Há péssimas boas idéias. É verdade, não há boa idéia que se não for tratada não definhe. Não é necessário mudá-la, basta tratá-la.

Jantar naquele lugar de sempre, excelente, luxo de poucos que trabalham ou trabalharam muito. A horrível, deplorável boa idéia deles foi essa, justamente.

Pediram o mesmo prato de sempre, o garçom já lhes veio com a simpatia especial: eram antigos clientes.

Era tudo bom, como havia de ser. Antes não fosse! O inferno nem sempre está abaixo. Nesse encontro em que as mastigadas são as palavras, o sim é o não. Os pescoços estavam imóveis, traindo-se com a novela que passava na TV do estabelecimento. As mãos cortavam às cegas a comida e a entregavam ao destino... Que cena!

Ah! Antes estivesse tudo errado, o salmão mal temperado, ou o garçom viesse com grosserias. Poderiam então se olhar, cúmplices naquela insatisfação e na urgência de buscar uma solução conjunta. Abririam os ouvidos - essas portas que alguns teimam em fechar - um para o outro.

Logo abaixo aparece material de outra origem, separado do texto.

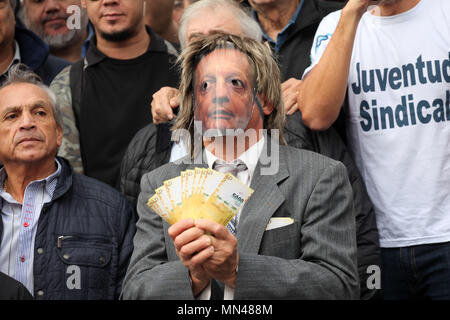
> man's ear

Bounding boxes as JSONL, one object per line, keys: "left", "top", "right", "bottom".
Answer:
{"left": 56, "top": 125, "right": 63, "bottom": 148}
{"left": 80, "top": 0, "right": 87, "bottom": 9}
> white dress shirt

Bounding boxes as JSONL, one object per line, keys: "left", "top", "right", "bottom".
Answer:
{"left": 169, "top": 140, "right": 187, "bottom": 163}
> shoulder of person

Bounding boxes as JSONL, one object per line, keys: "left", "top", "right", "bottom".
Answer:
{"left": 45, "top": 54, "right": 72, "bottom": 72}
{"left": 49, "top": 65, "right": 72, "bottom": 92}
{"left": 164, "top": 40, "right": 180, "bottom": 58}
{"left": 139, "top": 156, "right": 188, "bottom": 191}
{"left": 315, "top": 0, "right": 346, "bottom": 15}
{"left": 35, "top": 55, "right": 71, "bottom": 86}
{"left": 280, "top": 143, "right": 346, "bottom": 175}
{"left": 126, "top": 123, "right": 159, "bottom": 158}
{"left": 70, "top": 172, "right": 130, "bottom": 211}
{"left": 318, "top": 7, "right": 342, "bottom": 26}
{"left": 0, "top": 272, "right": 33, "bottom": 300}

Mas por que ficaram assim? Como foi possível? Foi porque acharam que deveria ser. Era o certo. Todo o esforço para ter essa estabilidade e poder ver TV e comer até o fim. E cuidar dos netos de vez em quando.

Tinham certeza, sim. Certeza de Muito Vivido, que bate o pé e não cede. Talvez estivessem convencidos de que aquilo era felicidade. Ninguém poderia lhes dizer o contrário. Quem sabe fosse felicidade mesmo; alguém teria coragem de atentar contra a alegria do outro? No entanto, talvez... uma reflexão nunca faz mau. Talvez se o cozinheiro tivesse se enganado, ou o garçom errado, teriam feito um favor.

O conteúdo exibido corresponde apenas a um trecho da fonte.